The mass media and politicians are constantly talking about the healthcare marketplace,” Flowers has written. “We are being indoctrinated with market rhetoric. Patients are called consumers and health insurance plans are called products. The problem with this is that healthcare doesn’t belong in the marketplace whose logic dictates that care should be denied if a profit cannot be made. Healthcare is a public good and something that everyone needs throughout their lifetime.”

Perhaps people forget that there is a very successful single-payer system already operating in the nation for 44 million people 65 years old or old—Medicare. Flowers wants Medicare for everyone. Somehow, the opponents of single-payer systems are able to mentally sidestep the fact that the most successful health coverage system currently in existence in the nation (other than the system that exists for the super-wealthy, who can buy whatever they want) is a government-provided single-payer system.
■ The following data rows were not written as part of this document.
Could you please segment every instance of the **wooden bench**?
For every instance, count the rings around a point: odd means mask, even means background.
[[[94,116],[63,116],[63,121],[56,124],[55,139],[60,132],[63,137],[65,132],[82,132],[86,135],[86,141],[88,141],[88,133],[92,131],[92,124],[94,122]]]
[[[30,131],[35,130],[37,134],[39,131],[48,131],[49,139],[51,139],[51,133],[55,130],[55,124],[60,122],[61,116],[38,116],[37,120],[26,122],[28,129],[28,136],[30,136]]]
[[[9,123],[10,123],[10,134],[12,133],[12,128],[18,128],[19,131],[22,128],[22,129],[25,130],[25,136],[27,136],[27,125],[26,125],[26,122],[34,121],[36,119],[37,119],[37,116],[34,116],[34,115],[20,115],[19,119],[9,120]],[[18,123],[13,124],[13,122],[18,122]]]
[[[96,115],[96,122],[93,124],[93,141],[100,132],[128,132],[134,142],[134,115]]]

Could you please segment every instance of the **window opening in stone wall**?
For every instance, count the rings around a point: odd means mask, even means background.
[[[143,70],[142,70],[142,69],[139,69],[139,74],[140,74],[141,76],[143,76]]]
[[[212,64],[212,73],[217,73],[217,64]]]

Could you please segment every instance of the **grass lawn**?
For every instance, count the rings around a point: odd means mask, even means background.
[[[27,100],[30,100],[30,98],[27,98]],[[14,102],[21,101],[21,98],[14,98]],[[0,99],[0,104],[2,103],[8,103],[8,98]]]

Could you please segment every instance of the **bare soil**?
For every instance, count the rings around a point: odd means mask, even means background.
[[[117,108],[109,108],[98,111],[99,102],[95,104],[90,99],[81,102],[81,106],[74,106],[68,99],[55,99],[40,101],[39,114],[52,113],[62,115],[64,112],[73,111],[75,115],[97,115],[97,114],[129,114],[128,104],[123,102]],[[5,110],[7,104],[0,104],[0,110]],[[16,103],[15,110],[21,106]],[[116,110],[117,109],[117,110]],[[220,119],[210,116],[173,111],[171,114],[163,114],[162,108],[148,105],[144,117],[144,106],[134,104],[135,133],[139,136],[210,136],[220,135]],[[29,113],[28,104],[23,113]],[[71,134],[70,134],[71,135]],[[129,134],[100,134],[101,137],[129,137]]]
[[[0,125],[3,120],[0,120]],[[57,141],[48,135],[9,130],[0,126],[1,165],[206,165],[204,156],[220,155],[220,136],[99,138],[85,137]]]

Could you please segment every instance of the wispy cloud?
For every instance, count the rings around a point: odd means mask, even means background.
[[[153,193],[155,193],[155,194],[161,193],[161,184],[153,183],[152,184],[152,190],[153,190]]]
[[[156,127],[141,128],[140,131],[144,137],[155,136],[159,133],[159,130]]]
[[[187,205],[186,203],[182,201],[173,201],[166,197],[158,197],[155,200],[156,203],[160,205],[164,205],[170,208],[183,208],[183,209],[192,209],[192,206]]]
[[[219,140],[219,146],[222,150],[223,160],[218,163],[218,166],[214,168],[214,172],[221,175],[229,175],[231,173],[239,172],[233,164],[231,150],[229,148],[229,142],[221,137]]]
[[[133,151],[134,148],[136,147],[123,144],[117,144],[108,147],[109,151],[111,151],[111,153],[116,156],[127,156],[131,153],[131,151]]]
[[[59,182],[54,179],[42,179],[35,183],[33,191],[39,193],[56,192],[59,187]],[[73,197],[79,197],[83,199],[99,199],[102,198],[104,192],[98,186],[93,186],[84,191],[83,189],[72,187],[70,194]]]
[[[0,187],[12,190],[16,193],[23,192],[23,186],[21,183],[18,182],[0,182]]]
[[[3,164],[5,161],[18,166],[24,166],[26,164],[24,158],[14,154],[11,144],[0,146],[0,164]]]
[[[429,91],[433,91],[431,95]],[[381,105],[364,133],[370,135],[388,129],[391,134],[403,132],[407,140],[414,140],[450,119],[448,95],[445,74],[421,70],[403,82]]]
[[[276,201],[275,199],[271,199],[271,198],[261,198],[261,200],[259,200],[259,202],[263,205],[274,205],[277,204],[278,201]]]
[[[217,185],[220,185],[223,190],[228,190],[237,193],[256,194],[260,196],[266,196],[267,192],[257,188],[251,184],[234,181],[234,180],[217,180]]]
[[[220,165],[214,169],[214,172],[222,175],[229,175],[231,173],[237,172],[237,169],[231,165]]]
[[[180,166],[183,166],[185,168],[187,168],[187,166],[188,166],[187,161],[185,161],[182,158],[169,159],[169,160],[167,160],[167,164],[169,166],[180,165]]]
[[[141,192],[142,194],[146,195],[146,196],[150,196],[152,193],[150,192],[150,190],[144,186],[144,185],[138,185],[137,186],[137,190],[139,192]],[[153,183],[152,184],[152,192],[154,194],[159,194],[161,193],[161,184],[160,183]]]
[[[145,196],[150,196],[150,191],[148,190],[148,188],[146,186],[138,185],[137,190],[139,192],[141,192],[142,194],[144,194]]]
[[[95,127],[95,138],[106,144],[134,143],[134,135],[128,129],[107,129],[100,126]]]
The ACA as a precursor for a single-payer system isn’t what President Obama had planned, either by omission or commission, in the messy design and implementation of the Affordable Care Act, and it was never a part of the health insurance reform system from Hillary Clinton that never made it to legislative enactment at all. Forbes and Tancredo might not have much of anything to fear from Clinton and Obama, but they might—or should—from civil rights activists like Flowers and nonprofits that know what is really happening to people who are likely to be inadequately served or left out entirely by the ACA’s private insurers.